Though not obvious at first, turning net’s code into an FSM-like loop turned out to be simple. But there is some fairly intricate logic under the hood, in particular due to these issues:

  • sending a message to a task can be handled by giving each task its own destination id
    • these id’s are distinct from thread and device id’s
  • the send system call runs in handler mode, the wrong context for “calling” a task method
    • solution: split the send logic into part-thread / part-handler code
  • tasks may send messages to anything: threads, devices, and other tasks, but a device can’t reply to a task, as the task is not “running” in the same way as threads: it’s borrowing its caller’s stack (and only while it runs)
    • solution: send the reply to the task owner’s thread, i.e. the one which called init()
  • replies do not have a place to store the destination task or thread id: the mDst field is reset to the reply sender by the time the message comes back
    • solution: give each task its own queue, and send the task as reply instead
  • picking up replies from a task queue needs atomic access (tasks don’t use handler mode)
    • solution: add a new internal system call to provide an “atomic pull”
  • when a thread receives such replies, it can’t be in handler mode (same as with sends)
    • solution: also split the recv system call into part-thread / part-handler code
  • lastly, there is some nasty complexity due to call’s blocking implementation

But the result is a working system. All network protocol processing now runs as a task and will use its caller’s (i.e. msg-sender’s) stack. In short: net now implements an async I/O design!

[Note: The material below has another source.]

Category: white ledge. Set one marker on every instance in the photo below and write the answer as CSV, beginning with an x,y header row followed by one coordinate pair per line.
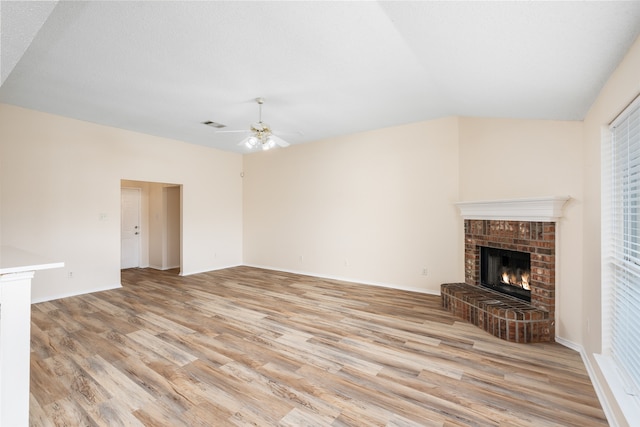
x,y
540,209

The price to pay is that net is never allowed to wait or block on anything: no Sys::recv, Sys::call, or Sys::wait, nor things like Sys::fork or Sys::quit. Unfortunately, that also rules out calling printf when it uses the underlying DMA-based UART, which does a call. Debugging output can still be done using JeeH’s logf, using ARM’s polled ITM channel.

All in all, tasks add quite some (internal) complexity to JeeH. The benefits I hope to see are:

  • no dedicated stacks, i.e. better use and sharing of memory
  • far less overhead: no context switches, no system call stack saves
  • no thread <=> handler mode switches (except for driver requests and replies)
  • threads are still available when needed, tasks just offer an extra option

There are still (some) bugs and (many) loose ends, but hey … it’s a start!